Jüngste Zahlen ergeben – und jetzt wird es brenzlig – auch nationale Kunden stornieren. In hohem Umfang. Stimmen aus dem Markt sagen, dass bereits für den April auch bis zur Hälfte der nationalen Aufträge gekündigt wurden. Dies macht für den Zeitraum April-Mai einen dreistelligen Millionen-Eurobetrag aus. Sollte Corona anhalten, werden Umsatzrückgänge auch für landesweite Hörfunkangebote über Mai 2020 hinaus von über 50% prognostiziert. Das Jahr kann man demzufolge „komplett abschreiben“, so eine Stimme aus dem Süden.

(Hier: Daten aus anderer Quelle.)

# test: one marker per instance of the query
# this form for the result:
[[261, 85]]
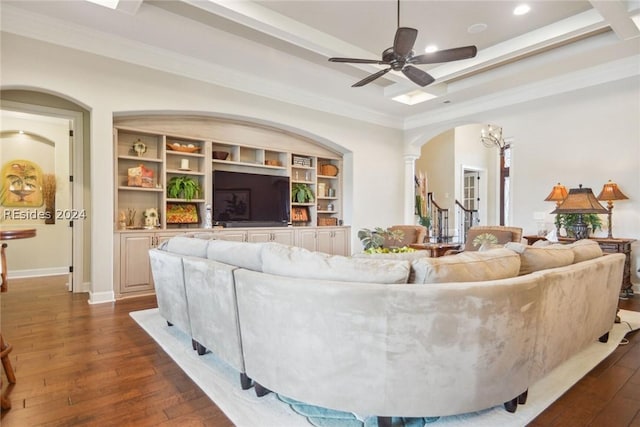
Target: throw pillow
[[241, 254], [472, 266], [185, 246], [536, 258], [585, 249], [298, 262], [477, 237]]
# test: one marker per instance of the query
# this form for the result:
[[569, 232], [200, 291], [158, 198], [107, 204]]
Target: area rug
[[221, 383]]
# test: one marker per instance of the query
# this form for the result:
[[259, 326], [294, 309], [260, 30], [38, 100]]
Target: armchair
[[412, 234], [495, 234]]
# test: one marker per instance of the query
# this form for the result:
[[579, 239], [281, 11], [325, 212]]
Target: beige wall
[[46, 143]]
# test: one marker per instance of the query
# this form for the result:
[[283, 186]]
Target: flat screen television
[[248, 199]]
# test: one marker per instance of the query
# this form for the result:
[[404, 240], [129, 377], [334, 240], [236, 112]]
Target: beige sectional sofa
[[389, 337]]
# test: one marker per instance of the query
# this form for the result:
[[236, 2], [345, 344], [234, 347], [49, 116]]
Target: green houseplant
[[567, 221], [373, 240], [301, 193], [183, 187]]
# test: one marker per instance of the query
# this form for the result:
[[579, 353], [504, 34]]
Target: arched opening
[[464, 180], [50, 133]]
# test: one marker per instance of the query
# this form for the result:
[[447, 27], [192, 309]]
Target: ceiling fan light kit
[[400, 57]]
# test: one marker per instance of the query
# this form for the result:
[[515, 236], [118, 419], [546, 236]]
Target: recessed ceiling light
[[111, 4], [414, 97], [522, 9], [477, 28]]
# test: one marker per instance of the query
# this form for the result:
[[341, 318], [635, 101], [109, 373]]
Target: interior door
[[43, 142]]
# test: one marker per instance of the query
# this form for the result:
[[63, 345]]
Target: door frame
[[483, 191], [76, 167]]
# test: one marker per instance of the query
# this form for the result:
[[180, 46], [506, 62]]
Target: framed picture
[[182, 213], [235, 204], [21, 184], [299, 214]]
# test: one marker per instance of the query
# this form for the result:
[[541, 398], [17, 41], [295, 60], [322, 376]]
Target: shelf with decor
[[160, 149], [246, 156], [139, 176], [328, 191]]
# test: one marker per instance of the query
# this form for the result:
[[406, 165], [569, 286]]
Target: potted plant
[[183, 187], [301, 193], [373, 240], [567, 221]]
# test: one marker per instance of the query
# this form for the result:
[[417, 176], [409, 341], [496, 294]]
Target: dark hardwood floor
[[81, 364]]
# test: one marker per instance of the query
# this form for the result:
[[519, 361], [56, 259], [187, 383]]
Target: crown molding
[[50, 30]]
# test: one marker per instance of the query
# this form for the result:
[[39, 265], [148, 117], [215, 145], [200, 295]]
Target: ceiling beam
[[618, 17]]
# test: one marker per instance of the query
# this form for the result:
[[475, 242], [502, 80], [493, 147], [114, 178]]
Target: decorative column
[[409, 183]]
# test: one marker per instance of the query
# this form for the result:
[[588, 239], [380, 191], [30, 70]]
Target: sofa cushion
[[292, 261], [541, 258], [468, 267], [585, 249], [478, 237], [185, 246], [410, 256], [241, 254]]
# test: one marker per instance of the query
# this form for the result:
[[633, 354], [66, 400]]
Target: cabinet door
[[259, 236], [135, 269], [341, 239], [236, 235], [324, 240], [334, 241], [306, 238], [286, 237]]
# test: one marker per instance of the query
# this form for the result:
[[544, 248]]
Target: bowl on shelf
[[220, 155]]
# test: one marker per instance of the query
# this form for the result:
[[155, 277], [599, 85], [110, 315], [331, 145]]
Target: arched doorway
[[60, 244]]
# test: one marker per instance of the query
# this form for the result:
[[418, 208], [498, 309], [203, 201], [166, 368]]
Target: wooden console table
[[5, 349], [436, 249], [610, 246]]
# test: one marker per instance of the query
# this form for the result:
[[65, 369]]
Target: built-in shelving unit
[[195, 148], [168, 156]]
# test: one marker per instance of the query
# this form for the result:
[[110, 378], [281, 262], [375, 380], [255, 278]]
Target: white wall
[[586, 136], [46, 143], [373, 166]]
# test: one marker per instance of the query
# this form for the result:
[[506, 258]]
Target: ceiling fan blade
[[404, 40], [357, 61], [446, 55], [371, 77], [417, 76]]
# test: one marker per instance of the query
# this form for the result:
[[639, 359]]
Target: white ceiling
[[280, 49]]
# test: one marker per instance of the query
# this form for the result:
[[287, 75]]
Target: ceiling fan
[[400, 57]]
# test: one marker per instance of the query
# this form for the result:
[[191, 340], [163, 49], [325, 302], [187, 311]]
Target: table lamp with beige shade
[[609, 193]]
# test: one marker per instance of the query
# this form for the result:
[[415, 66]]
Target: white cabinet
[[133, 268], [331, 240], [284, 236], [307, 238], [237, 235]]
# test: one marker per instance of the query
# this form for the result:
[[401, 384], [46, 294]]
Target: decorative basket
[[327, 221], [329, 170], [182, 148]]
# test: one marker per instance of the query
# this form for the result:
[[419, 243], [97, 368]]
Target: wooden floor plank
[[81, 364]]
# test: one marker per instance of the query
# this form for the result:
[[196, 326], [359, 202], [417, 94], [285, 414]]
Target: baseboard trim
[[37, 272], [101, 297]]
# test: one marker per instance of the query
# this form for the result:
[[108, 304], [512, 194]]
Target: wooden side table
[[5, 348], [436, 249], [610, 246]]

Radio spielt in solchen epochalen Krisenzeiten seine Macht und Wirkung als schnelles und verbindendes Medium mit verlässlichen Informationen aus. Dieser Imagezugewinn und die jetzt erzielten Reichweitenzuwächse werden mit Sicherheit später Rendite abwerfen. Wie es übrigens auch 2008 der Fall war, da legte Radio im Vorjahresvergleich um 3 % bei den Umsätzen zu. Den HR-Abteilungen sei geraten, auf jeden Fall ihre Belegschaft zu halten, denn nach der Krise bekommt man sie vielleicht nicht so schnell wieder in die Branche.